From af0955c58b06998b73540195363e6833b1382b42 Mon Sep 17 00:00:00 2001
From: Zahary Karadjov <zahary@gmail.com>
Date: Tue, 18 Aug 2020 13:51:27 +0300
Subject: [PATCH] Add comments explaning a possible deadlock

---
 libp2p/protocols/pubsub/pubsubpeer.nim | 14 +++++++++++++-
 1 file changed, 13 insertions(+), 1 deletion(-)

diff --git a/libp2p/protocols/pubsub/pubsubpeer.nim b/libp2p/protocols/pubsub/pubsubpeer.nim
index 7c084bc..15004d7 100644
--- a/libp2p/protocols/pubsub/pubsubpeer.nim
+++ b/libp2p/protocols/pubsub/pubsubpeer.nim
@@ -147,7 +147,19 @@ proc getSendConn(p: PubSubPeer): Future[Connection] {.async.} =
     # and later close one of them, other implementations such as rust-libp2p
     # become deaf to our messages (potentially due to the clean-up associated
     # with closing connections). To prevent this, we use a lock that ensures
-    # that only a single dial will be performed for each peer:
+    # that only a single dial will be performed for each peer.
+    #
+    # Nevertheless, this approach is still quite problematic because the gossip
+    # sends and their respective dials may be started from the mplex read loop.

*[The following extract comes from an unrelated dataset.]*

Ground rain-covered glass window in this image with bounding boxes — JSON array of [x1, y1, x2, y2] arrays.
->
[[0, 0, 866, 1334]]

+    # This may cause the read loop to get stuck which ultimately results in a
+    # deadlock when the other side tries to send us any other message that must
+    # be routed through mplex (it will be stuck on `pushTo`). Such messages
+    # naturally arise in the process of dialing itself.
+    #
+    # See https://github.com/status-im/nim-libp2p/issues/337
+    #
+    # One possible long-term solution is to avoid "blocking" the mplex read
+    # loop by making the gossip send non-blocking through the use of a queue.
     await p.dialLock.acquire()
 
     # Another concurrent dial may have populated p.sendConn